Synnott is in KK as the expedition leader on a climb out of Low’s Gully but it establishes him as a climber-cum-investigative writer which is ultimately his role in this context. In itself, the chapter is an interesting read and, as perhaps the real scene-setter to the whole book, it’s an instrumental chapter. Although Honnold was by that stage the best free soloist in the world, he clearly was learning lots of stuff about expeditions from Synnott, Chin and Anker – the 'Silverbacks' on the team. Whilst Synnott, Chin and Anker were clearly impressed by Honnold’s climbing on that expedition, Honnold was reluctant to admit that he’d learned stuff from them, and it nearly caused a fatal rift between the team. All turned out well though when, on reflection, Honnold accepted the wisdom of the older climbers.
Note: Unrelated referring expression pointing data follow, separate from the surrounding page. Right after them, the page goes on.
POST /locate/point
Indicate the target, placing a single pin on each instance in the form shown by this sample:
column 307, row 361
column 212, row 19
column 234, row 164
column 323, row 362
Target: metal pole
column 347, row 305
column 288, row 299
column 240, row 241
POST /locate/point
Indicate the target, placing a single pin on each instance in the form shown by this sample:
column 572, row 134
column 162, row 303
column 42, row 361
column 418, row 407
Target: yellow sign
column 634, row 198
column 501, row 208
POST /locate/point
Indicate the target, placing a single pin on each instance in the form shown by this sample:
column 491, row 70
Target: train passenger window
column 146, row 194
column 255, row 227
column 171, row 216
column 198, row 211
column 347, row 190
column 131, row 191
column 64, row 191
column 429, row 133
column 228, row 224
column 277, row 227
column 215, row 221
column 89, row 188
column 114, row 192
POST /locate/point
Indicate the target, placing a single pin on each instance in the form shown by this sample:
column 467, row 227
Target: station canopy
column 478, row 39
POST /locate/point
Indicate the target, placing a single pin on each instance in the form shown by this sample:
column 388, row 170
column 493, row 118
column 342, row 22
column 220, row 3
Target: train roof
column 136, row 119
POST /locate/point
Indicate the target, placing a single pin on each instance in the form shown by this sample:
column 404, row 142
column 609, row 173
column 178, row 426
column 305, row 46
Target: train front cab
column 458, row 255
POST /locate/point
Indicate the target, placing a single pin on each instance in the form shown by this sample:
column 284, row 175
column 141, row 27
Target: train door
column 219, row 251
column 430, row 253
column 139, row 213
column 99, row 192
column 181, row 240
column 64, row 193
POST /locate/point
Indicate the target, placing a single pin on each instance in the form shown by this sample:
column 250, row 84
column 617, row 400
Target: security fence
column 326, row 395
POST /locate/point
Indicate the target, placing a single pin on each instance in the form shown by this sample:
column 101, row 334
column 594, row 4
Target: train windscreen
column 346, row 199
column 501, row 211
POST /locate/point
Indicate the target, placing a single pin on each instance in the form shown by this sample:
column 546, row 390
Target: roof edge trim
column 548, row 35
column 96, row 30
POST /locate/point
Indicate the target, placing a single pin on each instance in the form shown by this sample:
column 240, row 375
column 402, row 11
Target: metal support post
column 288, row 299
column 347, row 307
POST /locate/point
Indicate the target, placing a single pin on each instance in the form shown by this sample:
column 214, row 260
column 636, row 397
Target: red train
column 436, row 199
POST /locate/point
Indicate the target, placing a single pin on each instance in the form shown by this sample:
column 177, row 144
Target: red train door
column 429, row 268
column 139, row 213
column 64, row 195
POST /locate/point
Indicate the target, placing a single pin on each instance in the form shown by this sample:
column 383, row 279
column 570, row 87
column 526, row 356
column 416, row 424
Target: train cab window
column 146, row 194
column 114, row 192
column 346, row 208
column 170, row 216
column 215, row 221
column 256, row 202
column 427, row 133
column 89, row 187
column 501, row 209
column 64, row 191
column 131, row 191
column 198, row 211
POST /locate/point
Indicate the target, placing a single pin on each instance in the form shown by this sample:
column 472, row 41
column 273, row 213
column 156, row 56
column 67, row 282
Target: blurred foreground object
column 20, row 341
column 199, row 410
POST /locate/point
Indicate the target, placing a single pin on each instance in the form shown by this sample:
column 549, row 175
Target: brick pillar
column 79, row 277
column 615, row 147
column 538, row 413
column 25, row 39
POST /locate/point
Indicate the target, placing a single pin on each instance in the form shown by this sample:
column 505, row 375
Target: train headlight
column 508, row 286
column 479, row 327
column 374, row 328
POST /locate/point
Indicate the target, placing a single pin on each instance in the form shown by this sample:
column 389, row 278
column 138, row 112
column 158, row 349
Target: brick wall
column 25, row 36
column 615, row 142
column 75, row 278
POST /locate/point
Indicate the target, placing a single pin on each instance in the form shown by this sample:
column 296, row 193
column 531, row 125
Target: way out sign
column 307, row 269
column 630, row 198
From Chapter Six onwards Synnott develops Honnold not only as a climber and the amazing free soloist that he is but also as a person and as a founder of the Honnold Foundation. Synnott drives the story forward talking about the first ascent of The Dawn Wall, the MRI scans looking into Honnold’s amygdala, his free solo in the Taghia Gorge, his developing relationship with Sanni his new girlfriend and then ultimately – his preparation for his amazing solo of Freerider.
The Impossible Climb is without a doubt an insightful book, more wide-reaching than perhaps you’d think, but Synnott uses his experience both as a climber and as a writer to paint an incredible canvas. The Impossible Climb is not to be missed. Very definitely, it’s another unmissable chapter in the story of climbing and the most audacious solo ever achieved by anyone.